Le remplacement du bouc Zottel par un bouvier bernois comme symbole du parti pourrait s’apparenter à une opération de dédiabolisation. Sauf que du gentil toutou au bon blochérien, il y a quand même un pas.
A l’heure où l’on apprend que des vaches écossaises à poils longs vont remplacer les traditionnelles brouteuses grisonnes sur la mémorable prairie du Grütli, un autre débat animalier menace de déchirer la classe politique suisse. On veut parler bien sûr du remplacement, dans le rôle de mascotte de l’UDC, du fameux bouc Zottel par un bouvier bernois en peluche prénommé Willy.
La prise de pouvoir des ruminantes écossaises sur le pré carré national s’explique par la décision d’un nouveau gérant d’origine américaine, qui a grandi certes en Suisse centrale, mais dont le patronyme — McCardell — trahit les ascendances calédoniennes. Les patriotes tendance gros bovins devraient s’en remettre.
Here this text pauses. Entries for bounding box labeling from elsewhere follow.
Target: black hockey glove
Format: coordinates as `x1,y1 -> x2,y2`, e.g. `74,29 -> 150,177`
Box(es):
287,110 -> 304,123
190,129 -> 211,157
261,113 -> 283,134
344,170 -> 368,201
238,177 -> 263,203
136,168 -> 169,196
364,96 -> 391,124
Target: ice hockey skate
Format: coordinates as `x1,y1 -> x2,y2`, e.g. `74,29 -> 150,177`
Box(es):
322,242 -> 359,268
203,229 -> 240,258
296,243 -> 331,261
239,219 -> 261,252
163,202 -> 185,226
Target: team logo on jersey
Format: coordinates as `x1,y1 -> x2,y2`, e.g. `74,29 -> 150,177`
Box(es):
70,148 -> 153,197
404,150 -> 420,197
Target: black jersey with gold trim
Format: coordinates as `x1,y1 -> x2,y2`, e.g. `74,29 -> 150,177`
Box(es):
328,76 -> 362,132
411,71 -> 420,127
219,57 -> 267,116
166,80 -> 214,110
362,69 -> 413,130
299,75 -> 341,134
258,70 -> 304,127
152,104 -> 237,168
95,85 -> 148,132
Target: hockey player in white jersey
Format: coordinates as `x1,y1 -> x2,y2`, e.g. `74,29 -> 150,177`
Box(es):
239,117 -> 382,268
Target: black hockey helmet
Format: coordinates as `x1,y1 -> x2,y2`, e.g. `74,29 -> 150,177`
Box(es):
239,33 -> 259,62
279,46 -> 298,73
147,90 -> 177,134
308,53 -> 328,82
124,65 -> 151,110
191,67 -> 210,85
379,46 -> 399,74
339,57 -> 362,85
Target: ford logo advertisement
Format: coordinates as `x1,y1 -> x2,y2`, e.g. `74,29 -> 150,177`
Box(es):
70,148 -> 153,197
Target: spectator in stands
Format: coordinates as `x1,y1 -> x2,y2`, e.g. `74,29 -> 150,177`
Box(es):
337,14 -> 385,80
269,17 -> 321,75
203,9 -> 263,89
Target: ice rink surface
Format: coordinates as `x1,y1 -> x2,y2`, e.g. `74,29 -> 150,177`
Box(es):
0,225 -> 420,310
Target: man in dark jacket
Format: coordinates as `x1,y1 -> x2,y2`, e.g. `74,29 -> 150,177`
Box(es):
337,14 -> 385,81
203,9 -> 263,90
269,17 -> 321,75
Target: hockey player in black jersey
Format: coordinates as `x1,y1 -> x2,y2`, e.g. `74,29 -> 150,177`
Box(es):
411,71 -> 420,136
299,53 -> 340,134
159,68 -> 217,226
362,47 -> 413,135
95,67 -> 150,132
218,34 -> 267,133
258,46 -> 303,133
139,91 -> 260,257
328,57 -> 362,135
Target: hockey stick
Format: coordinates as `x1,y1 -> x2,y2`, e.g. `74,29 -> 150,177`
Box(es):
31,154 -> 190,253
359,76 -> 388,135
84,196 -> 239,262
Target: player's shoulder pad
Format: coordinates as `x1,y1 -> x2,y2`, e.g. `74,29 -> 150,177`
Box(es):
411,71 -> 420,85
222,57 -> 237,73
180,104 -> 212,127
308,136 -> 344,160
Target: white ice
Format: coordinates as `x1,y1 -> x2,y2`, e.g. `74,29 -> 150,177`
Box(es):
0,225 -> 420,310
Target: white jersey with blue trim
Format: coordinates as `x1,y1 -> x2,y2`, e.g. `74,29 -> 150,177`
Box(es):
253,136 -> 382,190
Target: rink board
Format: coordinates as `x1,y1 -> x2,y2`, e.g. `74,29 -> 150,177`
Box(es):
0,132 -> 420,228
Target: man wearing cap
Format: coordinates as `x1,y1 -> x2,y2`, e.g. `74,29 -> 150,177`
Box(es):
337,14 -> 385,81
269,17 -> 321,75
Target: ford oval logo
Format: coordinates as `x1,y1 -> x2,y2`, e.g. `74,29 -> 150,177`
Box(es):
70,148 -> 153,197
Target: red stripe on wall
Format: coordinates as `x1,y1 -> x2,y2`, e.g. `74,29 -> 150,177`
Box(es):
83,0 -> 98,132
Il en va autrement de la décision de l’UDC, qui a jeté la consternation. Notamment chez les propriétaires socialistes de bouviers bernois, qui se sont plaints auprès du président Levrat. Sur l’air de «Ciel mon animal préféré au service des idées nauséabondes de l’UDC». Lequel Levrat, nous apprend Le Temps, et après sans doute une réflexion qu’on imagine intense, a convenu qu’un pitbull aurait davantage fait l’affaire.
Le bouc, c’est sûr, semblait parfait comme totem blochérien. La sagesse populaire comme les encyclopédies en ligne ne retiennent guère de cet animal que des caractéristiques oscillant entre le répugnant et l’inquiétant. «L’odeur très forte» bien sûr, pérennisée par l’expression «sentir le bouc». Ou encore que la vilaine bête a été longtemps «associée au diable». Pile-poil, donc.
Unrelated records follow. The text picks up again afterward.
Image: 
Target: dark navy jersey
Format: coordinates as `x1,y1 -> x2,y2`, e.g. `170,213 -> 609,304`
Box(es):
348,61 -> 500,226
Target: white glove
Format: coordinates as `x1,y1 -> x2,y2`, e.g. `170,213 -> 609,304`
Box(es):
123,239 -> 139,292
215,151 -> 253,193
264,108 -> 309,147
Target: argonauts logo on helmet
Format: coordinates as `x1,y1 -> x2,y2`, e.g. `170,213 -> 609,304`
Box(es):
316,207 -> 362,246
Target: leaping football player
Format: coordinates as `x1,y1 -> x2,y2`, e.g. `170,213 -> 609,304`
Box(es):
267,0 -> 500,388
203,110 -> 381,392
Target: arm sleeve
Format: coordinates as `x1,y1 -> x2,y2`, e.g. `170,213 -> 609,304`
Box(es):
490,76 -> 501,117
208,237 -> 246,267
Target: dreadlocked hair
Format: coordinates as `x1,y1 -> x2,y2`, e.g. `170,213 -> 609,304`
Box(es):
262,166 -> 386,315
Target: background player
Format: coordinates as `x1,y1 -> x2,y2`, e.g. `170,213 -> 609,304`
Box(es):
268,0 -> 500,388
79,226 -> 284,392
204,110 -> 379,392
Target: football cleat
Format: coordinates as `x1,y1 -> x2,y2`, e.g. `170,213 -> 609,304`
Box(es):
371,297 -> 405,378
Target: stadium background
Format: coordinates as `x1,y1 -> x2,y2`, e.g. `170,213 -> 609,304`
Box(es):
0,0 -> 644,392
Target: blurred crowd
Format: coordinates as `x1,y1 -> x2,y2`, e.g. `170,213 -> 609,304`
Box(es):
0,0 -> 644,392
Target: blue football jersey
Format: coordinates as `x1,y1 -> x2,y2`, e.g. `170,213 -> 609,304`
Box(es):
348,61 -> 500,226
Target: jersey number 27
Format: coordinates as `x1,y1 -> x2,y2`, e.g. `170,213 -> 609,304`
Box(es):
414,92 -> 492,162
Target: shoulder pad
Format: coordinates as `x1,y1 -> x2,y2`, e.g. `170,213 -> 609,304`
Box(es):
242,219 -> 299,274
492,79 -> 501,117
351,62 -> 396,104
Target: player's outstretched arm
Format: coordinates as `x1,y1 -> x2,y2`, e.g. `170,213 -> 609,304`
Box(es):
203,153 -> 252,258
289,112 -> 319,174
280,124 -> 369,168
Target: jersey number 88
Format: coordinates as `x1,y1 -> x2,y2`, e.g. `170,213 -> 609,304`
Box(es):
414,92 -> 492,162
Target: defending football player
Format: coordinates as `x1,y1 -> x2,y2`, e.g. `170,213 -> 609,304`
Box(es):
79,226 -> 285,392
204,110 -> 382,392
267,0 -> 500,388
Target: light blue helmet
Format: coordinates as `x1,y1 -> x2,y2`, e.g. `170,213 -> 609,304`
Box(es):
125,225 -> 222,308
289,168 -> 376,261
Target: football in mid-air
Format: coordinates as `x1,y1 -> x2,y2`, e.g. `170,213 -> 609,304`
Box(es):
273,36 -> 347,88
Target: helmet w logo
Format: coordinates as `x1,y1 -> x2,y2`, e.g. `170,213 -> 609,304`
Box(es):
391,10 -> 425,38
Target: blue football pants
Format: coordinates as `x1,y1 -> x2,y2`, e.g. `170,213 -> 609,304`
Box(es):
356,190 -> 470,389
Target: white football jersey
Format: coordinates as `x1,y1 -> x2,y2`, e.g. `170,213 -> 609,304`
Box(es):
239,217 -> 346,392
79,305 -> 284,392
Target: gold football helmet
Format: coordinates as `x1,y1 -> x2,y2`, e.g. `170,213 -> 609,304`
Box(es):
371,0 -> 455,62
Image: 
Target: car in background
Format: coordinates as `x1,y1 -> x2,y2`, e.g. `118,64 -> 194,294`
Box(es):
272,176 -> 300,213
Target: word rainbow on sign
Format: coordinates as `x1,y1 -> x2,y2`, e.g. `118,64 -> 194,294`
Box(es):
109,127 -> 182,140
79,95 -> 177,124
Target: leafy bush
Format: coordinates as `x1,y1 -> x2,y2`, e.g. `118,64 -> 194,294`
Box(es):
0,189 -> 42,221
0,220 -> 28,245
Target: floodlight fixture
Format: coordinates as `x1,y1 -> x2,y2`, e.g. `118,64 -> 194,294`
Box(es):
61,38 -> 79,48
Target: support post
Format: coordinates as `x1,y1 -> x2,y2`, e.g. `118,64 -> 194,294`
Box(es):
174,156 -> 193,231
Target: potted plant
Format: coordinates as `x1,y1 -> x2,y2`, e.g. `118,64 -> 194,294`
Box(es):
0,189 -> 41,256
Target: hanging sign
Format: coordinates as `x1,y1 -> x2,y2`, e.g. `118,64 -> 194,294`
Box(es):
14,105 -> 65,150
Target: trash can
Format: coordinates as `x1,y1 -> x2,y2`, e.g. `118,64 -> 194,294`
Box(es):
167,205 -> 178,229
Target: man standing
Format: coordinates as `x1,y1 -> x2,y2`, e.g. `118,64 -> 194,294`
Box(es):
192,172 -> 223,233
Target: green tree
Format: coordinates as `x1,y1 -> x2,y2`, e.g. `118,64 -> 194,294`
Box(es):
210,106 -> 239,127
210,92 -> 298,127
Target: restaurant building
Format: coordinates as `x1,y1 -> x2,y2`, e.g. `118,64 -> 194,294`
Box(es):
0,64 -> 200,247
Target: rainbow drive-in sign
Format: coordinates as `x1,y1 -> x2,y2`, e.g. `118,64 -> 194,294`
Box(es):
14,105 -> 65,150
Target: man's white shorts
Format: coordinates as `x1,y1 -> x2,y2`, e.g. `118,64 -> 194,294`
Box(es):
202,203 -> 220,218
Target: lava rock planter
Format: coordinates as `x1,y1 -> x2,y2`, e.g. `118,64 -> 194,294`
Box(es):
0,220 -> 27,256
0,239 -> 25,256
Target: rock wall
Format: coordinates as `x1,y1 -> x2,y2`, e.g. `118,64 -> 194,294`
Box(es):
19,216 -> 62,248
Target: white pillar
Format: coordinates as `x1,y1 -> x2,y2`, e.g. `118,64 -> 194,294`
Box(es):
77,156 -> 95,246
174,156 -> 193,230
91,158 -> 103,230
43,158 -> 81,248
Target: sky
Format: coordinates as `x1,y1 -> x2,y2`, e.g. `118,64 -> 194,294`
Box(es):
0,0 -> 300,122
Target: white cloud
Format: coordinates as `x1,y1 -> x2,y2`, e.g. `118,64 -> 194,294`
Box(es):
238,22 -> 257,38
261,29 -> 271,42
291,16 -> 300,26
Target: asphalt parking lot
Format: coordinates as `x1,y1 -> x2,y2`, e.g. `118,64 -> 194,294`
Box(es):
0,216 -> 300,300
Le naturaliste Buffon déjà ne s’embarrassait pas de fioritures trop parfumées: «Les grandes cornes qui surmontent la tête du bouc, et la longue barbe qui est suspendue à son menton, lui donnent un air bizarre et équivoque». Equivoque, vous avez dit équivoque?
D’un homme à tête de bouc, Andersen dans le conte «La bergère et le ramoneur» disait, lui, «qu’il ricanait toujours, car on ne pouvait pas dire qu’il riait». Oskar, pourquoi tu tousses?
Le bouvier à côté, tout bernois qu’il puisse être, fait évidemment très pâle figure. Animal calme, affectueux et assoiffé de contacts humains, assurent les aficionados et autres éleveurs. Bref, trop gentil, trop pataud, trop sympathique pour symboliser la mâle férocité qu’on prête habituellement aux ténors de l’UDC.
L’intronisation de Willy pourrait donc passer pour une tentative de lissage d’image, de dédiabolisation, opération très à la mode dans les chapelles européennes de la droite extrême.
A l’heure surtout où l’avenir rendu incertain d’Eveline Widmer-Schlumpf au Conseil fédéral après l’échec des fiançailles PBD-PDC pourrait aiguiser les appétits UDC. Une Widmer-Schlumpf dont le siège serait plus aisément ravi par un UDC accommodant que jusqu’au-boutiste. Par un gentil plutôt qu’un méchant. Un bouvier plutôt qu’un bouc.
A y regarder pourtant de plus près, le choix du bouvier bernois comme nouvel emblème pourrait aussi bien être interprété comme une manière de renforcer l’idéologie agrarienne dans ce qu’elle a de plus recroquevillé.
C’est le moment de rouvrir les encyclopédies. D’où le Berner Sennenhund, son vrai nom, ressortira un brin essoré. «Surnommé par certains ‘pot de colle’, en raison de son grand attachement à ses maîtres»… «Sa nature de gardien fait en sorte qu’il fera preuve de méfiance à l’arrivée d’un nouveau venu»… «Peu sportif, il nécessite tout de même de longues promenades»… «Il n’aboie que s’il entend du bruit, mais lorsqu’il le fait, c’est avec beaucoup de conviction»… Voilà les quelques amabilités que l’on peut découvrir sur la fiche Wikipedia du bouvier bernois.
Notons, enfin, que l’une des utilisations fréquentes du brave animal est la conduite des aveugles. Il fallait que cela soit dit, nom d’un chien.